USA: la crise des prêts dépasse le "subprime" et menace le système financier
(PAPIER D'ANGLE)
Par Thomas URBAIN
WASHINGTON (AFX) - La crise immobilière américaine, jusqu'ici
relativement circonscrite aux prêts les plus risqués, dits "subprime", s'étend
aujourd'hui progressivement à d'autres catégories de prêts, menaçant par
ricochet les marchés financiers de nouveaux déboires.
"Le niveau élevé des défauts de remboursement et des saisies immobilières
n'est pas limité au +subprime+", a affirmé, la semaine dernière, le président de
la Réserve fédérale américaine (Fed), Ben Bernanke.
L'agence de notation Standard and Poor's a indiqué jeudi que le taux de
défaut sur les prêts dits "Alt-A", catégorie située entre le "subprime" (risqué)
et le "prime" (peu risqué), était en forte hausse en février.
L'attribution de ces prêts "Alt-A" est essentiellement basée sur
l'historique du foyer en matière de paiements et de remboursements. Son examen
ne doit pas révéler d'incident de paiement, condition qui n'est pas requise pour
le "subprime".
Mais il s'agit souvent là de la seule condition majeure d'obtention du prêt,
l'emprunteur n'ayant pas à fournir d'informations concernant ses revenus.
D'après l'agence Fitch, le montant des prêts "Alt-A" émis entre 2005 et 2007
dépasse 600 milliards de dollars.
Le décalage entre l'augmentation des impayés entre le "subprime", constatée
il y a plus d'un an, et le "Alt-A", qui commence juste à prendre de l'ampleur,
s'explique d'abord par le fait que ce dernier a été émis massivement jusqu'en
2007, soit plus tard que le "subprime".
Selon Standard and Poor's, le taux de défaut sur les prêts "Alt-A" titrisés
en 2007 a atteint 10% en février, en hausse de 14% par rapport à janvier.
L'autre facteur de l'effet retard par rapport au "subprime" vient de la
structure de ces prêts. Ils permettent souvent de fixer de faibles mensualités
durant les premiers mois ou les premières années.
Mais une règle fait que, lorsque la différence entre le montant restant à
rembourser et le prix estimé du bien dépasse un certain seuil, les
remboursements sont immédiatement revus à la hausse.

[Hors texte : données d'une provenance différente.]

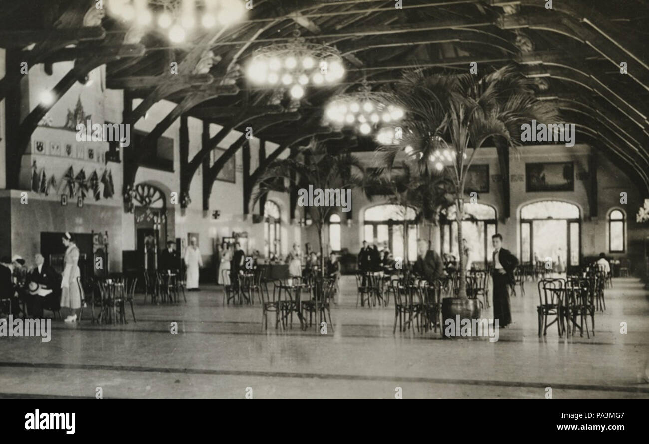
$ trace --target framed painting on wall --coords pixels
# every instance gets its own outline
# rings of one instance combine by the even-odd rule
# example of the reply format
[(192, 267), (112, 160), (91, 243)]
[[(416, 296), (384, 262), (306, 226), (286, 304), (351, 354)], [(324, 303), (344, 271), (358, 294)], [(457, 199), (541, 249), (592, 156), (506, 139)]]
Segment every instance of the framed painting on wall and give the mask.
[(572, 162), (525, 164), (525, 190), (528, 192), (574, 191)]
[(467, 174), (464, 192), (489, 193), (489, 165), (472, 165)]

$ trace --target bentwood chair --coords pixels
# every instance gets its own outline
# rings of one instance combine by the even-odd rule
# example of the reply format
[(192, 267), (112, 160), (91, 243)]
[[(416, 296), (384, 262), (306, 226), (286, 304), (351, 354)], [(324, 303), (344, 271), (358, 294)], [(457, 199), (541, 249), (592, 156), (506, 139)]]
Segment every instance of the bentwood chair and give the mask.
[(221, 277), (223, 282), (223, 305), (230, 305), (230, 301), (234, 304), (236, 301), (237, 292), (230, 279), (230, 270), (221, 270)]
[(289, 277), (284, 280), (277, 279), (274, 285), (279, 291), (280, 315), (282, 326), (293, 328), (293, 314), (295, 312), (303, 325), (303, 318), (300, 312), (300, 299), (302, 290), (302, 277)]
[[(537, 287), (539, 290), (539, 305), (536, 308), (539, 318), (539, 336), (541, 336), (541, 331), (545, 336), (548, 327), (556, 323), (560, 337), (563, 334), (561, 318), (563, 315), (562, 300), (565, 281), (563, 279), (541, 279)], [(554, 319), (548, 322), (553, 317)]]
[[(312, 324), (312, 316), (315, 317), (315, 332), (317, 332), (323, 321), (327, 321), (327, 315), (329, 316), (328, 326), (334, 331), (334, 323), (331, 319), (331, 300), (334, 297), (336, 288), (336, 278), (315, 277), (313, 282), (312, 297), (306, 301), (300, 302), (300, 311), (304, 317), (303, 328), (306, 329)], [(309, 323), (306, 323), (306, 315), (309, 314)]]
[(361, 306), (365, 305), (365, 302), (367, 301), (367, 305), (369, 306), (373, 291), (370, 275), (366, 273), (357, 273), (356, 277), (356, 306), (358, 306), (359, 301), (360, 301)]
[[(568, 323), (567, 333), (570, 332), (570, 323), (572, 323), (572, 334), (574, 335), (579, 328), (579, 336), (583, 336), (586, 330), (586, 336), (590, 338), (588, 332), (588, 316), (591, 317), (593, 336), (595, 336), (595, 306), (593, 303), (595, 279), (594, 278), (578, 278), (572, 279), (567, 284), (565, 302), (564, 304), (565, 317)], [(580, 321), (577, 321), (577, 317)]]
[[(273, 286), (273, 296), (268, 291), (261, 293), (262, 295), (262, 330), (268, 330), (268, 312), (275, 314), (275, 329), (278, 325), (282, 325), (280, 316), (282, 311), (282, 289), (278, 286)], [(225, 296), (224, 296), (225, 297)], [(283, 326), (283, 325), (282, 325)]]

Les faibles remboursements initiaux n'ayant pas empêché le montant encore dû
de gonfler et les prix de l'immobilier ayant tendance à baisser actuellement, de
plus en plus de foyers sont concernés.
"Cela peut représenter un bond de plusieurs centaines de dollars. Pour une
famille modeste, c'est beaucoup d'argent", explique Mark Adelson, du cabinet
Adelson and Jacob Consulting.
Tout comme ce fut le cas pour le "subprime", la détérioration du marché du
"Alt-A" est, par ricochet, en train de se transmettre aux marchés financiers.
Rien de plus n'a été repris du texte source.